有給休暇の繰り越し日数には上限が設定されています。労働基準法では有給休暇の付与日数の上限が年間20日とされており、この20日分を翌年度に繰り越すことが可能です。したがって、前年度からの繰り越し分と当年度に新たに付与される分を合わせると、労働者が最大で保有できる有給休暇の日数は40日となります。例えば、勤続年数6.5年以上のフルタイム労働者には年間20日の有給休暇が付与されますが、前年度の未消化分が20日あった場合、繰り越し分20日と新規付与分20日で合計40日の有給休暇を保有することになります。ただし、企業が法律で定められた日数以上の有給休暇を独自に付与している場合や、年度途中で有給付与の基準日を変更したような特別なケースでは、一時的に保有日数が40日を超えることもあり得ます。時間単位で取得できる有給休暇についても、年間5日(所定労働時間8時間の企業では40時間)を上限として繰り越すことが可能ですが、取得上限は繰り越し分を含めて5日以内である点に注意が必要です。

繰り越しの計算例

有給休暇の繰り越しの計算方法は、以下の例で考えると分かりやすくなります。例えば、勤続年数2.5年の正社員Aさんがいるとします。この場合、Aさんには当年度に12日の有給休暇が新たに付与されます。もしAさんが前年度に5日の有給休暇を使い残しており、それが繰り越されている場合、Aさんが保有する有給休暇は「前年度繰り越し分5日+当年度付与分12日=合計17日」となります。Aさんがこの17日の中から3日間の有給休暇を取得した場合、通常は時効が先に到来する前年度繰り越し分から消化されるため、残りの有給休暇は「前年度繰り越し分2日+当年度付与分12日=合計14日」となります。このように、有給休暇は付与された年度ごとに時効が管理され、繰り越された分から優先的に消化されるのが一般的です。企業は、従業員個々の有給休暇の付与日、消化状況、残日数を正確に把握し、繰り越しによって有給休暇が消滅しないよう、計画的な取得を促す必要があります。

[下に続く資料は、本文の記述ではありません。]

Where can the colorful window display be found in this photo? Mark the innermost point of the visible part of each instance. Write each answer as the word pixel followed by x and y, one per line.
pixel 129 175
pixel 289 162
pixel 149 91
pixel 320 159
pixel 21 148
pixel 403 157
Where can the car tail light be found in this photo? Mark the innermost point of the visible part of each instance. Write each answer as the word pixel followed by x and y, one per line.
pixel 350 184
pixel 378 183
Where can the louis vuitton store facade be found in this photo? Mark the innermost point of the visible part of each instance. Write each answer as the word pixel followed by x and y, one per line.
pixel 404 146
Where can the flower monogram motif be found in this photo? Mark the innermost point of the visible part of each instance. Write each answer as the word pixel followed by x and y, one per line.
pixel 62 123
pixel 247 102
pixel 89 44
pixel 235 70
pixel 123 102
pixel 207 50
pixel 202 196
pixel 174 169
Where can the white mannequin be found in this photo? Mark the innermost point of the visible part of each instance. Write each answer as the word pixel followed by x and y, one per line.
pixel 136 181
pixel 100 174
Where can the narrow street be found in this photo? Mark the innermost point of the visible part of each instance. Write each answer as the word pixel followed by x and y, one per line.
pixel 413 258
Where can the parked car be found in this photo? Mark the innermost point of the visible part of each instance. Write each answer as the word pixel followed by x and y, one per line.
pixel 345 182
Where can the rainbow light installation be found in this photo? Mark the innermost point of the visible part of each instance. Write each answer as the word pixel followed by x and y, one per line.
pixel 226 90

勤怠管理システムなどを活用することで、これらの複雑な計算方法や管理を効率化できます。

まとめ

有給休暇は、労働者の心身の健康とワークライフバランスを保つために非常に重要な制度であり、その給与計算や関連するルールは企業が正確に理解し、適切に運用する必要があります。有給休暇の給与計算方法には「通常勤務と同じ賃金」「平均賃金」「標準報酬日額」の3つの選択肢があり、いずれも就業規則への明記と遵守が求められます。特に2019年4月からは、年間10日以上付与される労働者に対する年5日の有給休暇取得義務が課されており、企業はこの義務を果たすための有給管理が不可欠です。退職時の有給消化や、未消化分の買い取りに関する取り扱いも慎重に行う必要があります。さらに、有給休暇には2年間の時効があり、未消化分は翌年度に繰り越せますが、最大保有日数は40日といった上限も存在します。時間単位での取得や、手当の扱い、最低賃金との関連、不利益な扱いの禁止など、多岐にわたる注意点を踏まえ、企業は透明性の高い有給休暇制度を構築し、従業員が安心して休暇を取得できる環境を整備することが重要です。